The British Medical Association’s “The BMJ” published a study where increasing red meat consumption showed a 9% – 13% higher risk of death in the following eight years. Since animals are higher on the food chain and concentrate toxins from the food they consume, one possible reason for the superiority of the plant diet could be the low toxic build-up. But another potential reason has surfaced:

Sulfur amino acids
Amino acids are the building blocks of proteins. Animal proteins are complete proteins, and when broken down they produce all the amino acids. The amino acids also can be derived from plants, and they can provide complete protein if balanced correctly. High protein diets are popular, but conditions such as vascular disease (especially cardiovascular disease) and osteoporosis are linked to excessive protein consumption.

Penn State College of Medicine researchers narrowed the issue to two amino acids: methionine (Met) and cysteine (Cys). They found the average intake of these sulfur amino acids was nearly 2.5 times the estimated average requirement, with the primary sources being meat and dairy products. Overconsumption of Met and Cys increased the cardiometabolic risk score in the study participants significantly. Those eating plant-based diets naturally consumed less sulfur amino acids, as fruits and vegetables are much lower in Met/Cys than meats.

Excess is harmful
One avenue for increased longevity that has been studied extensively in animals is caloric restriction. Reducing the “food load” on the body generally correlates to longer life. But the exact reasons for the correlation have been difficult to determine, as they are quite complex. The isolation of the sulfur amino acids may be a key to this mystery.

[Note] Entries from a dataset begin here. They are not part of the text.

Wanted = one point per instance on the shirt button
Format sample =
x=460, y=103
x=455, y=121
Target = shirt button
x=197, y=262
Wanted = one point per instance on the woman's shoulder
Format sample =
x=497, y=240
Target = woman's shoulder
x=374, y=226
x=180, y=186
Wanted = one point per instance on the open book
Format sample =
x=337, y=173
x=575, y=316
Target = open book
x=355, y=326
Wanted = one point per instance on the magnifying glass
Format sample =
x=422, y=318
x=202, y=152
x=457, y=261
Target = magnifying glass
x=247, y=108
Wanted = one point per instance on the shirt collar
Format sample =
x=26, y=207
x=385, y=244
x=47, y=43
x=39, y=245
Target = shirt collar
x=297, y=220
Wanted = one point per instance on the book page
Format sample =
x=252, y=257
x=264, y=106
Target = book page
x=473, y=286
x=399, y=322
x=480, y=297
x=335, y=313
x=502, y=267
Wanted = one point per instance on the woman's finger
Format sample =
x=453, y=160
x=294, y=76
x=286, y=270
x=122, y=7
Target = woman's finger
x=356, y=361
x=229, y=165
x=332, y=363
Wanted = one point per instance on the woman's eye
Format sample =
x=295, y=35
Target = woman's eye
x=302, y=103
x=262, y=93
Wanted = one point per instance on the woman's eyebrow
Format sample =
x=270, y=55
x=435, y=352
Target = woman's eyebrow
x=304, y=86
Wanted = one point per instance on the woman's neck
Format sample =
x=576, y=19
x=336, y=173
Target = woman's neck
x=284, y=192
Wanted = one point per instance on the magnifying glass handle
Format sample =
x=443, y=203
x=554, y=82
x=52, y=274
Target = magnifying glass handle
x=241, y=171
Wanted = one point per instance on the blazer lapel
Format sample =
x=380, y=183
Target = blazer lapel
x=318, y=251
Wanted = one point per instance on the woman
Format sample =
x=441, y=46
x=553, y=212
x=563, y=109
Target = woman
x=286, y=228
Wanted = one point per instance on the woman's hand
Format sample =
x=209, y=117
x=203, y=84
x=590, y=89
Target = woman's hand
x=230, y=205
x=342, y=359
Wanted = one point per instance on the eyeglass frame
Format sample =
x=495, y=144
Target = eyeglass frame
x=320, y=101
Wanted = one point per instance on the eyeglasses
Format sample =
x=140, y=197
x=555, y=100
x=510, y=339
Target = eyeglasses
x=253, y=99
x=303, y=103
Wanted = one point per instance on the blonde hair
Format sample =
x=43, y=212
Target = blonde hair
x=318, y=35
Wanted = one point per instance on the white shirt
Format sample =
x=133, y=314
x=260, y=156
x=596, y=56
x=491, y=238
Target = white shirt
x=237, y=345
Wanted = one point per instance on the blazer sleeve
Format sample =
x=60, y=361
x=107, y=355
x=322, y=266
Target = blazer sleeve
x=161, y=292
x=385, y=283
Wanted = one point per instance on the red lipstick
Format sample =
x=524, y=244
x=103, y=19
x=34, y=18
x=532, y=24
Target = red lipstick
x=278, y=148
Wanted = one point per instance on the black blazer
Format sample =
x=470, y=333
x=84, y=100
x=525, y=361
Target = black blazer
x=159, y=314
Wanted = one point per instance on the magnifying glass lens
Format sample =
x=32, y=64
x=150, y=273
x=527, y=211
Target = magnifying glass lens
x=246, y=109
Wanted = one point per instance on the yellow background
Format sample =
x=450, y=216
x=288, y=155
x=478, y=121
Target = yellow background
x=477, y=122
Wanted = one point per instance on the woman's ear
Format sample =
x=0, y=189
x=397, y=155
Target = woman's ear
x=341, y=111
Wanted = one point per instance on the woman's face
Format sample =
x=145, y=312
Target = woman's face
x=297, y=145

If you are an average American and taking 2.5 times the amount of these amino acids that you need, you certainly don’t need to increase them. Increasing anything beyond what you need creates a waste disposal problem for your body. Simply reducing meat intake and increasing fruit/vegetable consumption is a simple answer!

Dr. Nemec’s Comments:
It is time for everyone to understand that animal protein is not essential in our diet. Elephants eat mainly leaves and grass and have massive muscles, strong dense bones and are truly the king of the jungle. How do they do that with just leaves and grass? Here is the key missing ingredient: they are living greens and living grasses, full of light energy called biophotons and enzymes which are required for all cellular functions. This is what makes health, not having all the vitamins and minerals in the right ratios. Health comes from LIFE. When you eat living food you bring your health to a whole new level. What is living? Sprouts, raw sprouted seeds and nuts. Life brings forth Life. Also what this study showed was when you eat too much methionine, which is high in animal products, it not only predisposes you to cardiovascular disease, but cancer as well. When you eat your salads and your vegetables and low glycemic index fruits you are eating enough protein for cellular function but not enough to produce disease.